1. Field of the Invention
Text-to-speech synthesis is to artificially create a speech signal from arbitrary text. The text-to-speech synthesis is normally implemented in three stages, i.e., a language processing unit, prosodic processing unit, and speech synthesis unit.
2. Description of the Related Art
Input text undergoes morphological analysis, syntactic parsing, and the like in the language processing unit, and then undergoes accent and intonation processes in the prosodic processing unit to output phoneme string and prosodic features or suprasegmental features (pitch or fundamental frequency, duration or phoneme duration time, power, and the like). Finally, the speech synthesis unit synthesizes a speech signal from the phoneme string and the prosodic features. Hence, a speech synthesis method used in the text-to-speech synthesis must be able to generate synthetic speech of an arbitrary phoneme symbol string with arbitrary prosodic features.
Conventionally, as such speech synthesis method, feature parameters having small synthesis units (e.g., CV, CVC, VCV, and the like (V=vowel, C=consonant)) are stored (these parameters will be referred to as typical speech units), and are selectively read out. And the fundamental frequencies and duration of these speech units are controlled, then these segments are connected to generate synthetic speech. In this method, the quality of synthetic speech largely depends on the stored typical speech units.
As a method of automatically and easily generating typical speech units suitably used in speech synthesis, for example, a technique called context-oriented clustering (COC) is disclosed (e.g., See Japanese Patent No. 2,583,074). In COC, a large number of pre-stored speech units are clustered based on their phonetic environments, and typical segments are generated by fusing speech units for respective clusters.
The principle of COC is to divide a large number of speech units assigned with phoneme names and environmental information (information of phonetic environments) into a plurality of clusters that pertain to phonetic environments on the basis of distance scales between speech units, and to determine the centroids of respective clusters as typical speech units. Note that the phonetic environment is a combination of factors which form an environment of the speech unit of interest, and the factors include the phoneme name, preceding phoneme, succeeding phoneme, second succeeding phoneme, fundamental frequency, duration, power, presence/absence of stress, position from an accent nucleus, time from breath pause, utterance speed, emotion, and the like of the speech unit of interest.
Since phonemes in actual speech undergo phonological changes depending on phonetic environments, typical segments are stored for a plurality of respective clusters that pertain to phonetic environments, thus allowing generation of natural synthetic speech in consideration of the influence of phonetic environments.

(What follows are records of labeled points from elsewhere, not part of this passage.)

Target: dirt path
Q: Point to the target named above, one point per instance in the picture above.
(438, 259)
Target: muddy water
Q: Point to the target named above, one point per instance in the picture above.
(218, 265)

As a method of generating typical speech units with higher quality, a technique called a closed loop training method is disclosed (e.g., see Japanese Patent No. 3,281,281). The principle of this method is to generate typical speech units that minimize distortions from natural speech on the level of synthetic speech which is generated by changing the fundamental frequencies and duration. This method and COC have different schemes for generating typical speech units from a plurality of speech units: the COC fuses segments using centroids, but the closed loop training method generates segments that minimize distortions on the level of synthetic speech.
Also, a segment selection type speech synthesis method, which synthesizes speech by directly selecting a speech segment string from a large number of speech units using the input phoneme string and prosodic information (information of prosodic features) as a target, is known. The difference between this method and the speech synthesis method that uses typical speech units is to directly select speech units from a large number of pre-stored speech units on the basis of the phoneme string and prosodic information of input target speech without generating typical speech units. As a rule upon selecting speech units, a method of defining a cost function which outputs a cost that represents a degree of deterioration of synthetic speech generated upon synthesizing speech, and selecting a segment string to minimize the cost is known. For example, a method of digitizing deformation and concatenation distortions generated upon editing and concatenating speech units into costs, selecting a speech unit sequence used in speech synthesis based on the costs, and generating synthetic speech based on the selected speech unit sequence is disclosed (e.g., see Jpn. Pat. Appln. KOKAI Publication No. 2001-282278). By selecting an appropriate speech unit sequence from a large number of speech units, synthetic speech which can minimize deterioration of sound quality upon editing and concatenating segments can be generated.
The speech synthesis method that uses typical speech units cannot cope with variations of input prosodic features (prosodic information) and phonetic environments since limited typical speech units are prepared in advance, thus there occurs deteriorating sound quality upon editing and concatenating segments.
On the other hand, the speech synthesis method that selects speech units can suppress deterioration of sound quality upon editing and concatenating segments since it can select them from a large number of speech units. However, it is difficult to formulate a rule that selects a speech unit sequence that sounds naturally as a cost function. As a result, since an optimal speech unit sequence cannot be selected, the sound quality of synthetic speech deteriorates. The number of speech units used in selection is too large to practically eliminate defective segments in advance. Since it is also difficult to reflect a rule that removes defective segments in design of a cost function, defective segments are accidentally mixed in a speech unit sequence, thus deteriorating the quality of synthetic speech.